Note that we didn't write a single line of code, and already we have the basic infrastructure in place to get us started. Of course, the generated compiler doesn't even look like the language we will be implementing, but that's ok for now. Later we'll adapt the grammar to accept our language.

Now you might want to actually run a simple script with this compiler. Launch your favorite editor, and put in this statement:

 say "Squaak!";

Save it the as file test.sq and type:

 $ ../../parrot squaak.pbc test.sq

This will run Parrot, specifying squaak.pbc as the file to be run by Parrot, which takes a single argument: the file test.sq. If all went well, you should see the following output:

 $ ../../parrot squaak.pbc test.sq

Instead of running a script file, you can also run the Squaak compiler as an interactive interpreter. Run the Squaak compiler without specifying a script file, and type the same statement as you wrote in the file:

 $ ../../parrot squaak.pbc
 say "Squaak!";

which will print:


What's next?

This first episode of this tutorial is mainly an overview of what will be coming. Hopefully you now have a global idea of what the Parrot Compiler Tools are, and how they can be used to build a compiler targeting Parrot. If you want to check out some serious usage of the PCT, check out Rakudo (Perl 6 on Parrot) in languages/perl6 or Pynie (Python on Parrot) in languages/pynie.

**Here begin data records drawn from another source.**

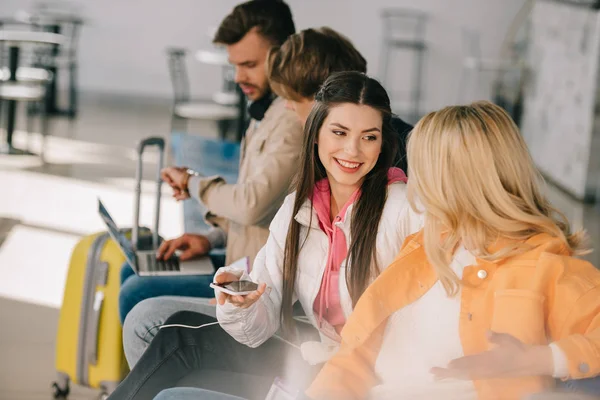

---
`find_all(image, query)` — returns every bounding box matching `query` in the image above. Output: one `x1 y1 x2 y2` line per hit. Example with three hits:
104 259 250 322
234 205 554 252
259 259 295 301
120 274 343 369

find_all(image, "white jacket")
216 182 423 364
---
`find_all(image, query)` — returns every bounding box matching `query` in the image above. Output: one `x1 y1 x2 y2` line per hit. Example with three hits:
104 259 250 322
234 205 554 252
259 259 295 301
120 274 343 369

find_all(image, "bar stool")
379 8 428 122
457 28 527 123
0 30 64 159
167 48 238 138
29 1 85 118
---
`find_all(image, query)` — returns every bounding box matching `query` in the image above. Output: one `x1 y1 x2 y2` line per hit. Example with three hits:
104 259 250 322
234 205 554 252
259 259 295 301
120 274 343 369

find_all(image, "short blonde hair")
267 27 367 101
407 102 586 294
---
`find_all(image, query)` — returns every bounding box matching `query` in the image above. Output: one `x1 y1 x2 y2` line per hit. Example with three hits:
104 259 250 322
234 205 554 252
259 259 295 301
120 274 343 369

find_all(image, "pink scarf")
312 167 407 333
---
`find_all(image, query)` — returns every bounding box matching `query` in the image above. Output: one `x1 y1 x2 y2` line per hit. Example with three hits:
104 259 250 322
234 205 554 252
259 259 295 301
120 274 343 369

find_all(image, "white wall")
0 0 524 110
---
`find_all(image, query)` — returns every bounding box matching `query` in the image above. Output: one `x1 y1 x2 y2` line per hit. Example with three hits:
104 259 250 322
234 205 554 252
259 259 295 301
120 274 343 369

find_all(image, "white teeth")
336 158 360 168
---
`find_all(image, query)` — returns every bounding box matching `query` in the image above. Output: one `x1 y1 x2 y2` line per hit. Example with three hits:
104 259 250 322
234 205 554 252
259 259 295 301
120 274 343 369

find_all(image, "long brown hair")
281 72 398 334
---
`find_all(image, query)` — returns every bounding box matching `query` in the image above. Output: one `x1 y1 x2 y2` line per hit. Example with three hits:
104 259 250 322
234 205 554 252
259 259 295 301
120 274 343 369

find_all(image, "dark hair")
281 72 398 334
213 0 296 45
267 27 367 100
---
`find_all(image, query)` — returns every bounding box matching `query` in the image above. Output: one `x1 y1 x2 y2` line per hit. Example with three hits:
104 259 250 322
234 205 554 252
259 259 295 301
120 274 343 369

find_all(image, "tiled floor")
0 96 600 400
0 96 219 400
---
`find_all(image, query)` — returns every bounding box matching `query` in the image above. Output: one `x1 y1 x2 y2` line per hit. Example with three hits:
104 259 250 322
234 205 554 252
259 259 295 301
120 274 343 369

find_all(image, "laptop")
98 199 215 276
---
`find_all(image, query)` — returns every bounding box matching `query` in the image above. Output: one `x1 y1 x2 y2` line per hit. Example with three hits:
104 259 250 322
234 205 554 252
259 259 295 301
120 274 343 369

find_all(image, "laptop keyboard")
146 253 179 272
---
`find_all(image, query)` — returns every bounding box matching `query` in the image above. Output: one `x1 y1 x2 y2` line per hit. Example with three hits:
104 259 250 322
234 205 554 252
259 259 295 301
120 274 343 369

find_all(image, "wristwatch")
181 168 201 196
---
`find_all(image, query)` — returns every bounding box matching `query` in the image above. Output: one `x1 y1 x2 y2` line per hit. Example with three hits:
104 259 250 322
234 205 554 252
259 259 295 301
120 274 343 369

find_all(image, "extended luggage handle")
131 137 165 250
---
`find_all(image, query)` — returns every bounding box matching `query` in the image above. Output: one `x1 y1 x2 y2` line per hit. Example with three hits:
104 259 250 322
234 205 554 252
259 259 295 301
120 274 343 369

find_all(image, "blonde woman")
308 102 600 400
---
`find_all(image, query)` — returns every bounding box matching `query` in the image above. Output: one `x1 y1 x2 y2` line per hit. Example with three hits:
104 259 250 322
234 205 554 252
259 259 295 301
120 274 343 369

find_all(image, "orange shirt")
307 232 600 400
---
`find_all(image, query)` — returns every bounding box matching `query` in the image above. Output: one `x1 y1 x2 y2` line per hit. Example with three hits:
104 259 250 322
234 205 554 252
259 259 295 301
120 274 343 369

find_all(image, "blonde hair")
407 102 586 295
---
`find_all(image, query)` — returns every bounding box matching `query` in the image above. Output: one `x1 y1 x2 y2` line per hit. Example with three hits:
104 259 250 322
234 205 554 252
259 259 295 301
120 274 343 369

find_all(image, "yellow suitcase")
53 138 164 399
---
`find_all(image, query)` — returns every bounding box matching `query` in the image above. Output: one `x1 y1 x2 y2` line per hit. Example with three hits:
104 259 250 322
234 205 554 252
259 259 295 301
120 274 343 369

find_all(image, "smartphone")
210 281 258 296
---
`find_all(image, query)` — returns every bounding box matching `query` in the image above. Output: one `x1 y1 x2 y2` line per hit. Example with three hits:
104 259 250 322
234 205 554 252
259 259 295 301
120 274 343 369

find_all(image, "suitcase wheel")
52 382 71 399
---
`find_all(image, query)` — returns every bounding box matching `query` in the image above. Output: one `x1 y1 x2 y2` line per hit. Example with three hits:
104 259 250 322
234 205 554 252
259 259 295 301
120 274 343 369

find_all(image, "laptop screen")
98 199 137 268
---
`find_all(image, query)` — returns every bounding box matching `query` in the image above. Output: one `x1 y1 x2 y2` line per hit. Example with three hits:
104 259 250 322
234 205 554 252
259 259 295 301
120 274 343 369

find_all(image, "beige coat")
190 98 303 265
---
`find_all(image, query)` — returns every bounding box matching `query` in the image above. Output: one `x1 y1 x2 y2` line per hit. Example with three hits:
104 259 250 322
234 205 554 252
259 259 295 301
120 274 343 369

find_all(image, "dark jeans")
119 254 225 325
110 311 318 400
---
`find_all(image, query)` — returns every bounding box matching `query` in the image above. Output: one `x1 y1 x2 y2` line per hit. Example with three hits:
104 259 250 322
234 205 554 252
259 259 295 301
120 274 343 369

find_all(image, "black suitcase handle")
131 137 165 250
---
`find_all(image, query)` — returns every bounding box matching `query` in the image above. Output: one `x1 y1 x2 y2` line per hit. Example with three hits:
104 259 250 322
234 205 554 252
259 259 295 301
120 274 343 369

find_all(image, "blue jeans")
154 388 244 400
119 254 225 324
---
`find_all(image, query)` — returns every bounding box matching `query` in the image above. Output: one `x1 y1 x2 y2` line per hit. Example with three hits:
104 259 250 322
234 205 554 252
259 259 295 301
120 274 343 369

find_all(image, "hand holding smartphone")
210 281 258 296
210 272 267 308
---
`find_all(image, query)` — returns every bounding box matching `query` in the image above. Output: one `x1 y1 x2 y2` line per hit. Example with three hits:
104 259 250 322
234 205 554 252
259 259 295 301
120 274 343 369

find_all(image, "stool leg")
25 102 35 151
69 63 77 118
40 98 48 164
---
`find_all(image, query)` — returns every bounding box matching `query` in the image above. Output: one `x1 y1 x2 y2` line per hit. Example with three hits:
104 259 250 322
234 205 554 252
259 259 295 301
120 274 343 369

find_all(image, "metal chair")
379 9 428 122
29 2 84 118
0 30 64 160
167 48 238 138
457 28 527 122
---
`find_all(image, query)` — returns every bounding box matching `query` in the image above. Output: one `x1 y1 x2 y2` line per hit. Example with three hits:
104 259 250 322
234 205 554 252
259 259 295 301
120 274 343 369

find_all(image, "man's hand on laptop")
160 167 190 200
156 233 211 261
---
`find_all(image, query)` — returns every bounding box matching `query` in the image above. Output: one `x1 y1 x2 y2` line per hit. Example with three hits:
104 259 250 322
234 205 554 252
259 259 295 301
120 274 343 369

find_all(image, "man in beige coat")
159 2 302 265
119 0 303 367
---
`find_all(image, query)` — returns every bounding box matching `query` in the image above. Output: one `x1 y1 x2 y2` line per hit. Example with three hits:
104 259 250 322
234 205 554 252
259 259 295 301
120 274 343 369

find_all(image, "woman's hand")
215 272 267 308
431 331 554 380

The next episodes will focus on the step-by-step implementation of our language, including the following topics:

structure of PCT-based compilers
using PGE rules to define the language grammar
implementing operator precedence using an operator precedence table
using NQP to write embedded parse actions
implementing language library routines

In the mean time, experiment for yourself. You are welcome to join us on IRC (see the References section for details). Any feedback on this tutorial is appreciated.


The exercises are provided at the end of each episode of this tutorial. In order to keep the length of this tutorial somewhat acceptable, not everything can be discussed in full detail. The answers and/or solutions to these exercises will be posted several days after the episode.

Advanced interactive mode.

Launch your favorite editor and look at the file squaak.pir in the directory languages/squaak. This file contains the main function (entry point) of the compiler. The class HLLCcompiler defines methods to set a command-line banner and prompt for your compiler when it is running in interactive mode. For instance, when you run Python in interactive mode, you'll see:

 Python 2.5.1 (r251:54863, Apr 18 2007, 08:51:08) [MSC v.1310 32 bit (Intel)] on
 win32 Type "help", "copyright", "credits" or "license" for more information.

or something similar (depending on your Python installation and version). This text is called the command line banner. And while running in interactive mode, each line will start with:


which is called a prompt. For Squaak, we'd like to see the following when running in interactive mode (of course you can change this according to your personal taste):

 $ ../../parrot squaak.pbc
 Squaak for Parrot VM.

Add code to the file squaak.pir to achieve this.

Hint 1: Look in the onload subroutine.

Hint 2: Note that only double-quoted strings in PIR can interpret escape-characters such as '\n'.

Hint 3: The functions to do this are documented in compilers/pct/src/PCT/HLLCompiler.pir.